Nous n'avons pas vu les femmes présentes à l'APN émerger ou se rendre visibles par des positions en faveur de l'égalité, de la justice. Elles se sont fondues dans la masse.
Nadia Aït Zai, présidente de la Fondation pour l'égalité

"Nous n'avons pas vu les femmes présentes à l'APN émerger ou se rendre visibles par des positions en faveur de l'égalité, de la justice. Elles se sont fondues dans la masse", affirme-t-elle. Or il est nécessaire de "sensibiliser à l'intérieur du Parlement à la question du genre pour qu'on tienne compte de la place des femmes dans les lois qui sont élaborées. Il faut créer des passerelles pour arracher de petites choses", insiste la militante. 
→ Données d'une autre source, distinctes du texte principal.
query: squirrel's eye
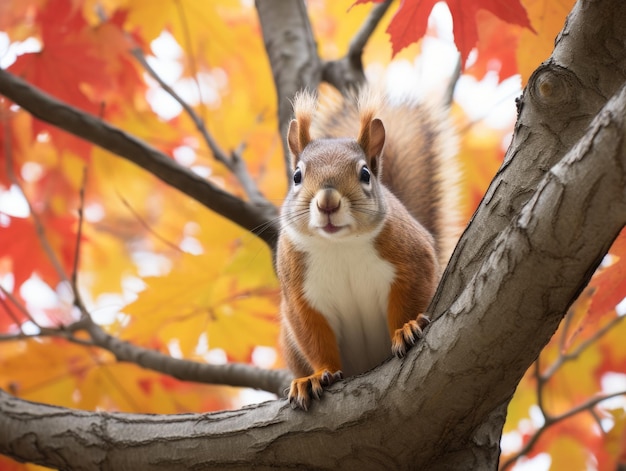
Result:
[293,168,302,185]
[359,165,372,183]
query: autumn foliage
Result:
[0,0,626,470]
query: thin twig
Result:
[443,54,463,106]
[0,69,278,250]
[131,48,265,202]
[347,0,393,67]
[322,0,392,93]
[542,316,626,381]
[500,390,626,471]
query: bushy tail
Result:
[304,87,462,267]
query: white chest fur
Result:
[286,227,395,376]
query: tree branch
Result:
[322,0,393,93]
[0,70,626,470]
[80,321,292,397]
[131,48,269,205]
[0,69,278,250]
[429,0,626,318]
[500,390,626,471]
[256,0,322,182]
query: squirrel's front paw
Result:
[289,370,343,411]
[391,314,430,358]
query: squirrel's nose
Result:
[315,188,341,214]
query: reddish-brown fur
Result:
[277,87,459,409]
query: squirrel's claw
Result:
[391,314,430,358]
[288,370,343,411]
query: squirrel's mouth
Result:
[321,222,344,234]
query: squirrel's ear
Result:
[357,118,385,175]
[287,119,311,169]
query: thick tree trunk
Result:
[0,0,626,470]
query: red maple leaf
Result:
[355,0,534,64]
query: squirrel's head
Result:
[282,97,386,240]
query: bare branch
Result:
[0,69,278,250]
[80,322,292,397]
[322,0,392,93]
[131,48,269,205]
[500,390,626,471]
[256,0,322,181]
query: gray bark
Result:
[0,0,626,470]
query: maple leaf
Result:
[354,0,534,64]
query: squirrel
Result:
[276,88,460,410]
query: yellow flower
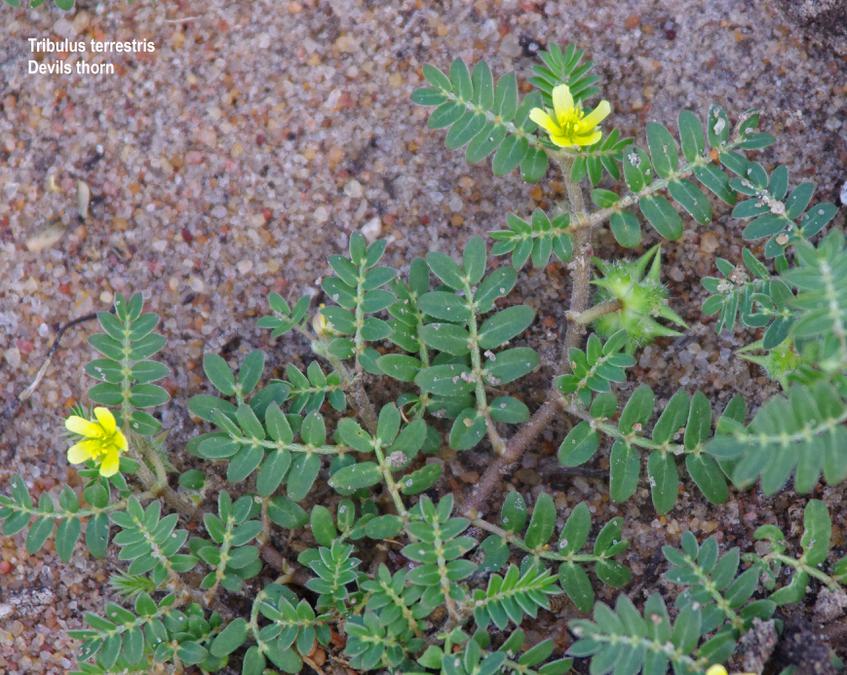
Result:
[65,408,127,478]
[529,84,612,148]
[706,664,756,675]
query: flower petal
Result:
[582,100,612,128]
[100,450,121,478]
[553,84,574,124]
[550,134,576,148]
[529,108,562,134]
[68,440,99,464]
[65,415,103,438]
[94,407,118,435]
[112,429,129,452]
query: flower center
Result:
[556,106,585,136]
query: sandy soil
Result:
[0,0,847,673]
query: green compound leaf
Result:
[706,382,847,494]
[412,59,548,182]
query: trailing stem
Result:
[463,160,592,517]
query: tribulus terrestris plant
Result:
[0,46,847,675]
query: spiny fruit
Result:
[592,245,685,350]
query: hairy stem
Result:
[568,298,621,326]
[295,326,377,433]
[463,160,591,518]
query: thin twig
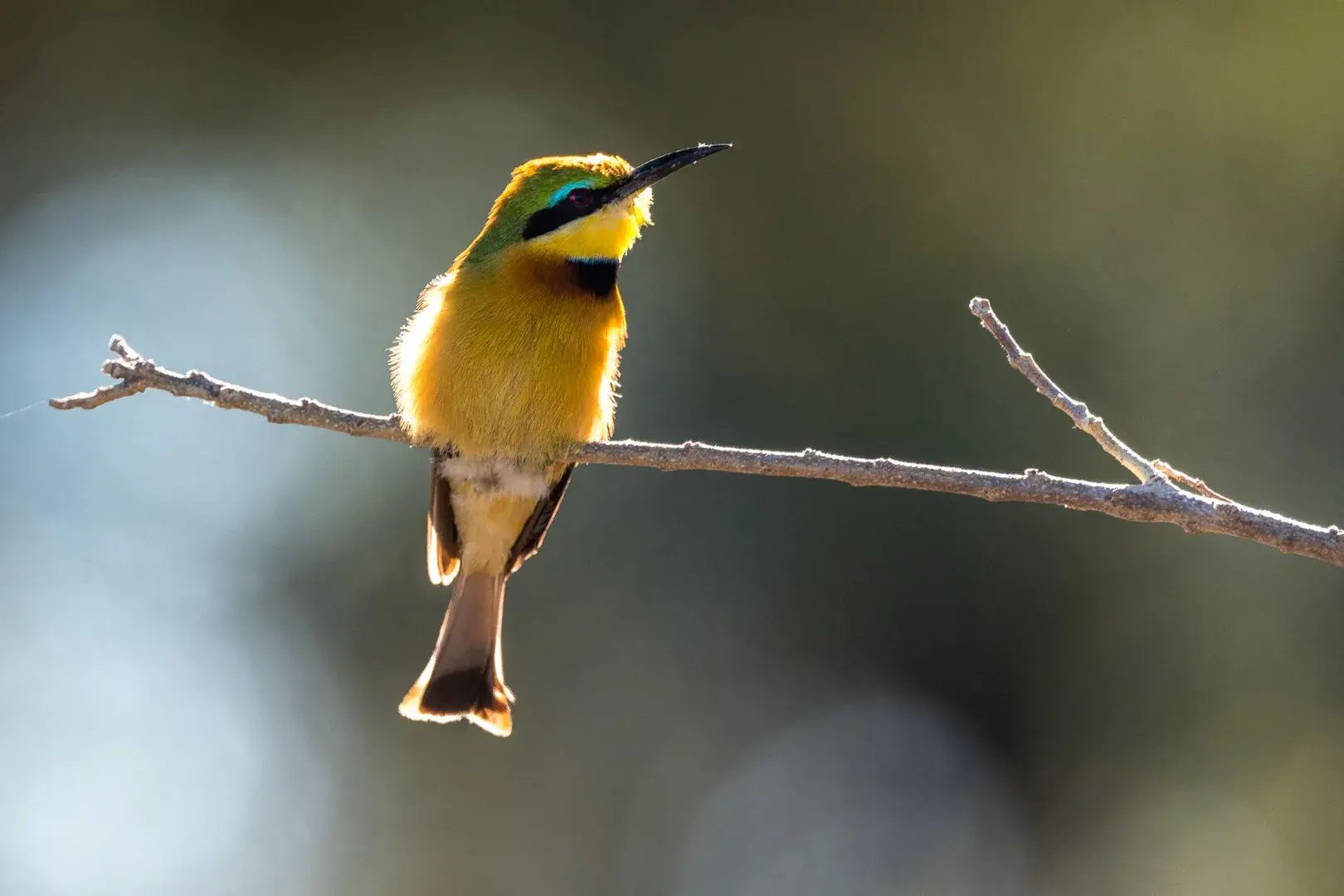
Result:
[971,298,1161,482]
[50,298,1344,566]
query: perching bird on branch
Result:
[392,144,728,736]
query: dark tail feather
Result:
[401,572,514,738]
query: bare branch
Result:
[971,298,1160,482]
[50,298,1344,566]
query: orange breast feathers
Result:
[392,258,625,460]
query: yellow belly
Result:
[394,254,625,460]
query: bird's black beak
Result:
[603,144,733,204]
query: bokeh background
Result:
[0,0,1344,896]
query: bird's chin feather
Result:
[523,196,653,258]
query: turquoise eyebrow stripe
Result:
[546,180,592,208]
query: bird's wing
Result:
[505,464,574,572]
[425,449,462,584]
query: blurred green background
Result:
[0,0,1344,896]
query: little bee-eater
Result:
[392,144,727,736]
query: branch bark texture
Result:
[50,298,1344,566]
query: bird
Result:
[390,144,731,736]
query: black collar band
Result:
[567,258,621,298]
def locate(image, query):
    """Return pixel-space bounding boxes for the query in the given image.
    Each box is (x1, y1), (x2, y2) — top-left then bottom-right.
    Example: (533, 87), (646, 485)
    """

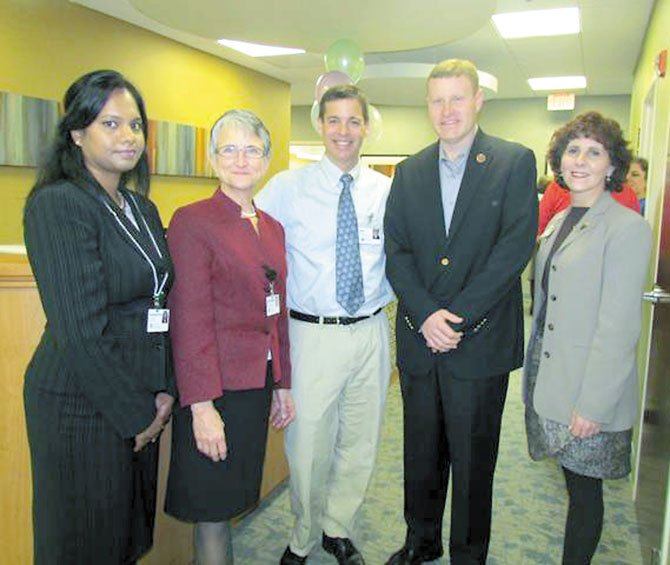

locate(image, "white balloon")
(366, 104), (384, 143)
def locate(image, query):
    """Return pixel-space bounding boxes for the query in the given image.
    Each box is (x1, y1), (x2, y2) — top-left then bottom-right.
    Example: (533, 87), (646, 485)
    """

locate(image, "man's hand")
(421, 308), (463, 353)
(270, 388), (295, 430)
(191, 400), (228, 461)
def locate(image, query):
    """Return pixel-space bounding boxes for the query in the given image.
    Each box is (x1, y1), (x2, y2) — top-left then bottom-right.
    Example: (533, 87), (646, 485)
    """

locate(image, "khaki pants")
(285, 311), (391, 555)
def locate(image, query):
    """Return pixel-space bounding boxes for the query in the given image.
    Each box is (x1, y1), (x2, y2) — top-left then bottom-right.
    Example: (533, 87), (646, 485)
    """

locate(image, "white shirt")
(254, 157), (393, 316)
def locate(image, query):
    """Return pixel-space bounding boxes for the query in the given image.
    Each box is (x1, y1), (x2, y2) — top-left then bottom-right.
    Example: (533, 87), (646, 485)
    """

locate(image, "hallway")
(234, 360), (642, 565)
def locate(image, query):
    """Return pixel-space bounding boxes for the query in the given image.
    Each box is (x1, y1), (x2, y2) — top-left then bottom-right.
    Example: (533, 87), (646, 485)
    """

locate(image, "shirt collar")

Quelque 24 millions d'électeur-trice-s sont appelé-e-s à élire les 407 nouveaux députés de l'Assemblée populaire nationale (APN, chambre basse du Parlement) pour un mandat de cinq ans. Le principal enjeu de ce scrutin sera la participation, puisqu'il est rejeté par une partie de l'opposition et le mouvement contestataire du Hirak. Au total sont en lice près 13 000 candidat-e-s inscrit-e-s sur près de 1500 listes, dont plus de la moitié s'affichent comme "indépendantes".